Donner la parole aux bêtes pour ouvrir les yeux des hommes sur le sort du monde, avec des mots rythmés, rimés ou non, des jeux de mots. Et toujours le souci de l’enseignement, diffusant l’orthographe sans avoir l’air d’y toucher (J’en ai marre de cette mare, coasse le crapaud) et distillant des mots compliqués, qu’il faudra expliquer aux enfants.
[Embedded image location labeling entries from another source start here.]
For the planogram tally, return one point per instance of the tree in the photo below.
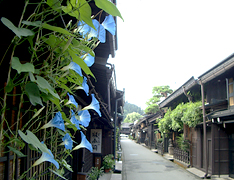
(130, 108)
(158, 92)
(132, 117)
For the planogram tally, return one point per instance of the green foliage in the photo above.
(130, 108)
(132, 117)
(95, 173)
(158, 92)
(108, 161)
(189, 114)
(152, 109)
(193, 114)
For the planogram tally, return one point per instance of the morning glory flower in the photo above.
(46, 157)
(100, 31)
(75, 67)
(84, 86)
(83, 28)
(84, 117)
(67, 141)
(57, 122)
(87, 31)
(71, 100)
(94, 105)
(74, 120)
(84, 143)
(89, 60)
(109, 24)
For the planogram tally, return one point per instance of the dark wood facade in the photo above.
(219, 117)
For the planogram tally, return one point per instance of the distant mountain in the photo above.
(129, 108)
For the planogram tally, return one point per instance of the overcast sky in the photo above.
(166, 42)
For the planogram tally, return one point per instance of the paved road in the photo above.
(140, 163)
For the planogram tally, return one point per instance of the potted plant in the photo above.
(108, 162)
(95, 173)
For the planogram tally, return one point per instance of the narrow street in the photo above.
(140, 163)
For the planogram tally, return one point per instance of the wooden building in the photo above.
(211, 149)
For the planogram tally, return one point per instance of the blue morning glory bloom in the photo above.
(74, 120)
(84, 143)
(75, 67)
(100, 31)
(83, 28)
(46, 157)
(94, 105)
(109, 24)
(84, 117)
(57, 122)
(67, 141)
(89, 60)
(72, 100)
(84, 86)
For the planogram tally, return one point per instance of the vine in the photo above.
(45, 81)
(188, 113)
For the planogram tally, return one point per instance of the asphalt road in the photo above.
(140, 163)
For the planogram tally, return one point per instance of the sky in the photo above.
(166, 42)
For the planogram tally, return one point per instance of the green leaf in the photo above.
(63, 86)
(18, 31)
(35, 23)
(49, 97)
(38, 112)
(27, 67)
(30, 138)
(20, 154)
(54, 4)
(45, 85)
(33, 93)
(80, 10)
(81, 63)
(67, 166)
(57, 29)
(9, 87)
(109, 7)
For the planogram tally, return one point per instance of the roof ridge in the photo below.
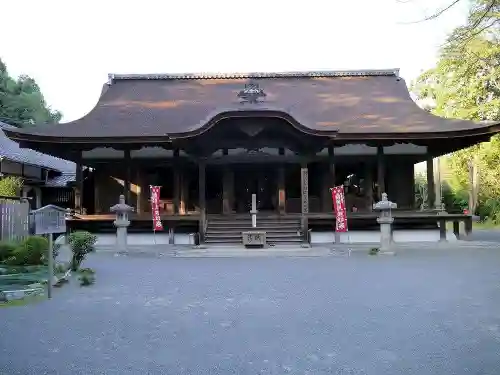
(304, 74)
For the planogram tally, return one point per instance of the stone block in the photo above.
(254, 238)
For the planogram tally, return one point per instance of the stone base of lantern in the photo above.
(386, 235)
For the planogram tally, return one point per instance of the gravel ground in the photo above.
(425, 312)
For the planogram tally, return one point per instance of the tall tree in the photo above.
(21, 101)
(484, 17)
(465, 84)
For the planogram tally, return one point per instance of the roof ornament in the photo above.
(251, 93)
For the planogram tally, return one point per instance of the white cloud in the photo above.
(70, 46)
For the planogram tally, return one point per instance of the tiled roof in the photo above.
(162, 107)
(10, 150)
(305, 74)
(62, 180)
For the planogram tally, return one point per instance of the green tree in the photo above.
(22, 103)
(465, 84)
(10, 186)
(483, 18)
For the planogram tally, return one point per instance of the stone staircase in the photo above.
(226, 229)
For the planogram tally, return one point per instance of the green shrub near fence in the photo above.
(33, 250)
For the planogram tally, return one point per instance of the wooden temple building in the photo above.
(211, 141)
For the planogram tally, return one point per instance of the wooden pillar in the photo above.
(329, 181)
(304, 183)
(380, 172)
(126, 185)
(184, 191)
(281, 190)
(97, 202)
(201, 199)
(368, 186)
(227, 191)
(139, 191)
(431, 193)
(437, 183)
(78, 190)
Norman R. Shapiro, un habitué des fables – il a traduit Jean de la Fontaine et le recueil Fables à l’air du temps de Pierre Coran – offre une traduction libre car la traduction littérale d’un poème est impossible. C’est un plaisir de picorer de-ci de-là, de sauter du français à l’anglais et de s’attarder sur les belles illustrations d’Olga Pastuchiv, souvent réalistes, avec parfois une certaine fantaisie, ainsi qu’il se doit dans un recueil où les animaux sont rois – ce qui n’est hélas pas le cas dans notre monde humain, où ils sont sur(exploités) sans vergogne.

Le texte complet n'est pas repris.